American Grown: The Story of the White House Kitchen Garden and Gardens Across America by Michelle Obama invites the reader to join her as she plants a garden at 1600 Pennsylvania Avenue. It is also part recipe and community garden history book. American Grown celebrates planting efforts across the country, in all their varieties.

 

Little Book of Houseplants and Other Greenery by Emma Sibley is a reference to the 60 most popular, indoor small-space plants. Complete with photographs and essential requirements for each variety, “This book covers everything you need to know about nurturing and growing your own” house plants, according to the book description.

 

The Weeds by Katy Simpson Smith. Two women, one location and a task across time – to catalog the weeds growing in the Roman Colosseum. Both women, searching for more than plants, discover “intangible threats: a changing climate, the cost of knowledge and the ways repeated violence can upend women’s lives; they must forge their own small acts of defiance and slip through whatever cracks they find,” to survive, teases the blurb.

 

Wicked Plants: The Weed That Killed Lincoln’s Mother and Other Botanical Atrocities by Amy Stewart won the American Horticultural Society Book Award in 2010. The book blurb tantalizes with this description, “It’s an A to Z of plants that kill, maim, intoxicate, and otherwise offend… drawing on history, medicine, science and legend, this compendium of bloodcurdling botany will entertain, alarm and enlighten even the most intrepid gardeners and nature lovers.”

 

American Eden: David Hosack, Botany, and Medicine in the Garden of the Early Republic by Victoria Johnson. This biography uncovers the life of “a brilliant surgeon and a world-class botanist; a pioneering thinker who shaped a young nation,” states the back cover. In 1810, Hosack created a 20-acre Elgin Botanic Garden from Manhattan farmland. His plant collection was so diverse that its scope and breadth continues to amaze botanists more than 200 years later.
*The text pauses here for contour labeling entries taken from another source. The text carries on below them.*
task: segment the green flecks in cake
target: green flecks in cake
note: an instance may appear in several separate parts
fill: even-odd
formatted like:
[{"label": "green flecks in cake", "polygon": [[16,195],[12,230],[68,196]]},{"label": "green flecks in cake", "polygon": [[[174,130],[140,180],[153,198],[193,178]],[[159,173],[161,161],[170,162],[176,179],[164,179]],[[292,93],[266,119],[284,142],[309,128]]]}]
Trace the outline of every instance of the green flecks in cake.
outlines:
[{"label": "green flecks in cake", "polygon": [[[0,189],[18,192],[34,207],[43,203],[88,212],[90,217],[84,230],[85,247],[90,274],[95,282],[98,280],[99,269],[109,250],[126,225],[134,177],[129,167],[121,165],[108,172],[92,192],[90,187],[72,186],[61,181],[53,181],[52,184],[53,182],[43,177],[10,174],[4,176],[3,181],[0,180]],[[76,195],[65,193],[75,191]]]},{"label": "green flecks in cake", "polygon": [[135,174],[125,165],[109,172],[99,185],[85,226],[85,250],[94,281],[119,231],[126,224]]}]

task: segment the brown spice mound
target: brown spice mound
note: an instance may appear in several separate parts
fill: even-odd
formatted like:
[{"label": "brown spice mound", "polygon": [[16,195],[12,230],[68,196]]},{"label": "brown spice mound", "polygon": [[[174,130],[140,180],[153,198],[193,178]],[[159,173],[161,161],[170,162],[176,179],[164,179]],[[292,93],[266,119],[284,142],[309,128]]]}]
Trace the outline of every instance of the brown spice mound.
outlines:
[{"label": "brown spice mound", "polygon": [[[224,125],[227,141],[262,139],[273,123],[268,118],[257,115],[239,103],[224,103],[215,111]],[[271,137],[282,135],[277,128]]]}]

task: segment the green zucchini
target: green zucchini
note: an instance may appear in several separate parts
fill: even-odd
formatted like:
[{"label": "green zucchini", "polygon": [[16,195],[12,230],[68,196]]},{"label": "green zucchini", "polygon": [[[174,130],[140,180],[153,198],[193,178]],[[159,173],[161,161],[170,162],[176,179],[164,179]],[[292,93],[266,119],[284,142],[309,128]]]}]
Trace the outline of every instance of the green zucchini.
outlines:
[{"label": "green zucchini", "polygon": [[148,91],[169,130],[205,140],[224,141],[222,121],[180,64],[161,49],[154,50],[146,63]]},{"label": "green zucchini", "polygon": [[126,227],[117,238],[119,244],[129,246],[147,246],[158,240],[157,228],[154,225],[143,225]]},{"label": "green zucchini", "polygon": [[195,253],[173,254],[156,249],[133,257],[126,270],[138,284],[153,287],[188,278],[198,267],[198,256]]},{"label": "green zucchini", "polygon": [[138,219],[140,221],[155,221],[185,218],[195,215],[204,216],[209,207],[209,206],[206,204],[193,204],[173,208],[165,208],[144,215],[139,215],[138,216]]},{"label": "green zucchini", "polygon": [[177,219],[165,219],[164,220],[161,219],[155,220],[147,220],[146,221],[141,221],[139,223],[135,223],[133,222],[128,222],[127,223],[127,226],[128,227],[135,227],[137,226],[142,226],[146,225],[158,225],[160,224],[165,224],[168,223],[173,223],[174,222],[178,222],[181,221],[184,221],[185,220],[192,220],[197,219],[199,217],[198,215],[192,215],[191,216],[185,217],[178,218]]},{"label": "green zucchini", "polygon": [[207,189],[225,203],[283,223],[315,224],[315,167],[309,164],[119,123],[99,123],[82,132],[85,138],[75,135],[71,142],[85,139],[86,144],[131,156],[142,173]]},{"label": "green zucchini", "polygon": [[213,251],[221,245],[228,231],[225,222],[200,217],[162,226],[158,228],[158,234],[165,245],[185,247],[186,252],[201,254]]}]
American Eden was a finalist for the Pulitzer Prize and the National Book Award.

 

The Big, Bad Book of Botany: The World’s most Fascinating Flora by Michael Largo has been describes as “David Attenborough meets Lemony Snicket.” It is an A-to-Z encyclopedia for all ages filled with interesting facts, history, illustrations and photographs of some of the weirdest plants on the planet.

 

Brave the Wild River: The Untold Story of Two Women Who Mapped the Botany of the Grand Canyon by Melissa L. Sevigny won the 2023 National Outdoor Book Award for History/Biography. It is “a spellbinding adventure of two women who risked their lives to make an unprecedented botanical survey of a little-known corner of the American West at a time when human influences had begun to change it forever,” states Goodreads. In 1938, Elzada Clover and Lois Jotter were determined to be the first to survey plants in the Grand Canyon and along the Colorado River – the most dangerous river in the world.